Aún era noche cerrada cuando llegó al edificio que albergaba la escuela. Estaba engalanado en el frente con relieves de ángeles, más propios de una capilla. Llamó a la puerta principal pero no abrió nadie. Levantó la vista hacia las ventanas del piso superior donde vivía la pareja de bretones que se encargaba de su mantenimiento. No había luz. Saltó la verja del patio para entrar por la puerta trasera. El perro salió disparado de su casucha de tablas. Tras soltar unos ladridos broncos le reconoció y le mordisqueó la manga salpicándole de babas. Por un momento el joven músico se sintió bien. Permaneció un rato arrodillado en el jardín, abrazado al cuello de aquel gigante que olía a barro.

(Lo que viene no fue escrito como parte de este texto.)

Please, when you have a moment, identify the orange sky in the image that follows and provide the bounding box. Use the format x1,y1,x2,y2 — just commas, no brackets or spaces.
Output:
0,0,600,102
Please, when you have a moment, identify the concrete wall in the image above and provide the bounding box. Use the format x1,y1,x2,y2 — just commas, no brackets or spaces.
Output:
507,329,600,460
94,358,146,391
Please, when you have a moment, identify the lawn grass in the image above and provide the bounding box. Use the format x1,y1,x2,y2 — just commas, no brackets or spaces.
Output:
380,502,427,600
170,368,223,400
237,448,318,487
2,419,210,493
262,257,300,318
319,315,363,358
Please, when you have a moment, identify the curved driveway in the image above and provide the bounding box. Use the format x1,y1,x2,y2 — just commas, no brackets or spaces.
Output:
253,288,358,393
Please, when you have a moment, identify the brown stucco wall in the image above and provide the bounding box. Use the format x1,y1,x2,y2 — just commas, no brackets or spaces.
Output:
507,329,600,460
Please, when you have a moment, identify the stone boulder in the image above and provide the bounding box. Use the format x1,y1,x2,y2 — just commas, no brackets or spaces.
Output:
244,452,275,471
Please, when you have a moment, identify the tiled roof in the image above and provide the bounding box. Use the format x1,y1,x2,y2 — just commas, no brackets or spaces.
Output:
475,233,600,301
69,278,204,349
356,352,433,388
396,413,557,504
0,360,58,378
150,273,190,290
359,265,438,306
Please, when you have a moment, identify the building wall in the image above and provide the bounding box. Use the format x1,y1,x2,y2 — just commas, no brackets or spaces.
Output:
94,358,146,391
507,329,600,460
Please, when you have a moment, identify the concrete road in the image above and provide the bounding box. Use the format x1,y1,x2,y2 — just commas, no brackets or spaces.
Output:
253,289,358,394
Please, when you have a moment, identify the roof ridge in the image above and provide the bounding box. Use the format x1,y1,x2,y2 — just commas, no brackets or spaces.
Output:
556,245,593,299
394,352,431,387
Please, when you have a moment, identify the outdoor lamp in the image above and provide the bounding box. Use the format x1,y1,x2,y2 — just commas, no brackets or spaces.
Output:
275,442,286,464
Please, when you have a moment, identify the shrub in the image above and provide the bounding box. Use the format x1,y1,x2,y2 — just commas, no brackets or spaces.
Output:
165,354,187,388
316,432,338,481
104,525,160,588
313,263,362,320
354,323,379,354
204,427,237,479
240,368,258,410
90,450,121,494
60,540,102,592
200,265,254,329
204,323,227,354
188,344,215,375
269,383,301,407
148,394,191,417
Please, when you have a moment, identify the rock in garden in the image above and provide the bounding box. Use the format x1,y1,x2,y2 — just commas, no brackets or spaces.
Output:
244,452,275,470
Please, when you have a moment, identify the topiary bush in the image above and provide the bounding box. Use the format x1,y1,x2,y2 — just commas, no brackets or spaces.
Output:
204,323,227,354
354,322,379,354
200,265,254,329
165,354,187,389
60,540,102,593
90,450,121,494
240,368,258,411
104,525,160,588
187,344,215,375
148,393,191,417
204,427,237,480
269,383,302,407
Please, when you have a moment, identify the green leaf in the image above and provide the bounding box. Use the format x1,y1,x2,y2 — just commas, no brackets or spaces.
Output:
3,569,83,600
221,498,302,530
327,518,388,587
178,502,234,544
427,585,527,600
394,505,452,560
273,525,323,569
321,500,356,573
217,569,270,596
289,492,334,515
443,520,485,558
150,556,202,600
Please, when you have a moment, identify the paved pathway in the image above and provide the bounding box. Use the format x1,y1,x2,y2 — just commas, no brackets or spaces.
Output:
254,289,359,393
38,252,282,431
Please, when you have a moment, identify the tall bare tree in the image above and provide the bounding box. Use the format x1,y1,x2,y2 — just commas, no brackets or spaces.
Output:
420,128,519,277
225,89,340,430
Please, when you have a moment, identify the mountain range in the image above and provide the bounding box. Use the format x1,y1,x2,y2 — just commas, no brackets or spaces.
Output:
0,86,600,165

Una vez dentro encendió una lámpara de aceite y fue directo a buscar el violín. Abrió la vitrina en la que lo había guardado y lo contempló unos instantes con cierta adoración. Pasó resina por la cinta y lo afinó con cuidado. Siempre lo destensaba cuando terminaba de tocar. Lo colocó con suavidad sobre el hombro y pegó el mentón a la madera. Respiró hondo. Las crines no llegaron a rozar las cuerdas. Aún no estaba preparado.
Cogió la lámpara y echó a andar por el interior del edificio tratando de relajarse. Se asomó a la sala en la que su maestro de cámara impartía las clases. Dos sillas vacías, partituras carentes de alma sobre la mesa, meras notas concebidas para lograr una técnica mejor. Siguió avanzando por el corredor. Se detuvo frente a la puerta de la estancia que ocupaba el maestro Lully cuando aparecía por la escuela. Ningún alumno entraba allí salvo que hubiese sido llamado, algo que no solía significar nada bueno. Asió la manilla de forma inconsciente y comprobó que no estaba cerrada con llave. A medida que la descendía, un escalofrío ascendía por su columna. Sin pensarlo ya estaba dentro.
Le sorprendió la ornamentación, propia de un gabinete de Versalles. La mesa del maestro se alzaba en el centro sobre cuatro patas curvas. La talla del sillón era igualmente delicada. Al fondo había una chimenea y, sobre ella, una reproducción del cuadro de Mercurio en su carro tirado por dos gallos idéntica al original que decoraba una de las cámaras del rey.
Se acercó a la mesa y examinó un paquete de hojas cosidas entre sí con una nota encima que tan sólo decía: «Monsieur Lully».
—El nuevo libreto… —susurró con fascinación.
Era el texto definitivo de
Amadís de Gaula,
la versión para ópera recién corregida por el poeta Quinault. Se sintió emocionado por tenerla en sus manos; ni siquiera el maestro Lully la habría leído aún.
Como le había dicho Nathalie cuando se encontraron a la salida de Saint-Louis, el rey quería presentar la obra en la fiesta que se celebraría catorce días después en los jardines de Versalles, aprovechando la recepción de los embajadores de Siam a la que también acudirían otras delegaciones extranjeras. Hacía tiempo que Luis XIV ansiaba escuchar una ópera francesa que eclipsase la ópera italiana que había invadido Europa y todos estaban nerviosos con aquella representación.